When I was little, like many people since the 1960s, I played with Play-doh.  I enjoyed clumping it up, stretching it, rolling out into long cigar shapes, building Play-doh people and dancing them around.  I am pretty sure I have probably eaten Play-doh.  In elementary school, I was excited to make edible play-doh out of honey and peanut butter.  There is part of me that wishes I could find the recipe (then I remembered the internet and looked it up - here).
Play-doh had tools as well.  One of the most popular was one of the first - the Play-doh Fun Factory.  This extremely simple device had one function - taking your balled up mass of doh, smashing it down, and extruding it through a mold, creating all sorts of fun shapes and sizes.
For much of our lives, we are like Play-doh.  We are passed from institution to institution, social group to social group, each shaping us to their own traits and characteristics.  As we pass from each group to a new one, we take elements with us, and slowly we craft the person we will become.  These experiences are the Play-doh Fun Factories of our lives.
Sometimes, we feel as if we are forced into shapes and designs we would rather avoid.  Watch a school classroom.  Many of the students would prefer to be somewhere else, with different people, engaged in a different activity.  They are in school because their parents tell them they should be there or because they would get into trouble of they weren’t.  But, because they are there, through the Fun Factory they go, emerging on the other side as responsible adults ready for life’s challenges (or so we hope).
Other occasions, people attempt to force us to conform to their idea of life.  I remember as a young teacher I tried to convince all of my students that they should be a music majors and band directors.  It didn’t take very long for me to understand that we all have our own paths to follow.  Unfortunately though, sometimes we ignore our own passions and conform to the ideals of others, sometimes we express ourselves through the life we want.  Your level of happiness is determined by which side of this coin you fall.
One of my readers recently expressed celebration at stepping outside of the Fun Factory.  He had been in a position where he allowed others to pressure him into a particular path, following what society demanded instead of his own heart.  He says he found “a lot of pressure to be conventional rather than doing what’s right” for him.  By choosing to determine his own path instead of allowing the pressures of his peers and colleagues to force him into a position he didn’t prefer, he chose happiness.
Many of us have gone through similar situations in life, preferring to conform rather than be different.  Instead of following our passion, we do what we think is the easiest option, finding ourselves on the path to unhappiness.  All it takes is a step back in the right direction to find ourselves again.  

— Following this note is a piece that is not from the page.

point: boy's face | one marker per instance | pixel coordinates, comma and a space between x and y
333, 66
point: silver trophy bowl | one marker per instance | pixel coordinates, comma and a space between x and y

Stepping out of the box can be hard.  In my own experience, while debating the decision to leave public school teaching, I frequently considered what others would think.  I worried how my kids would feel, what my colleagues would think, how my college professors would react.  I actually avoided the topic for as long as I could with some of my mentors; I was worried I would disappoint them.  All it took was one of them (Eddie Green, for those of you who know him), to casually mention to someone that I wrote a blog, and that I would be pursuing writing instead of band directing for me to get past my fear.  
It honestly floored me to know that one of my mentors, one of my heroes, knew I had chosen a different path without me saying anything about it.  Next was the realization that he wasn’t bothered by it, and in fact seemed encouraging that I would pursue something that made me happy.  From that moment on, I felt peace about my decision.
Everyone conforms in some way or another.  The Play-doh Fun Factory will have its way with us.  What matters is that you find a shape that fits you.  It doesn’t matter what shape other people have, or what shape other people think you should have.  Find your own shape and find your happiness.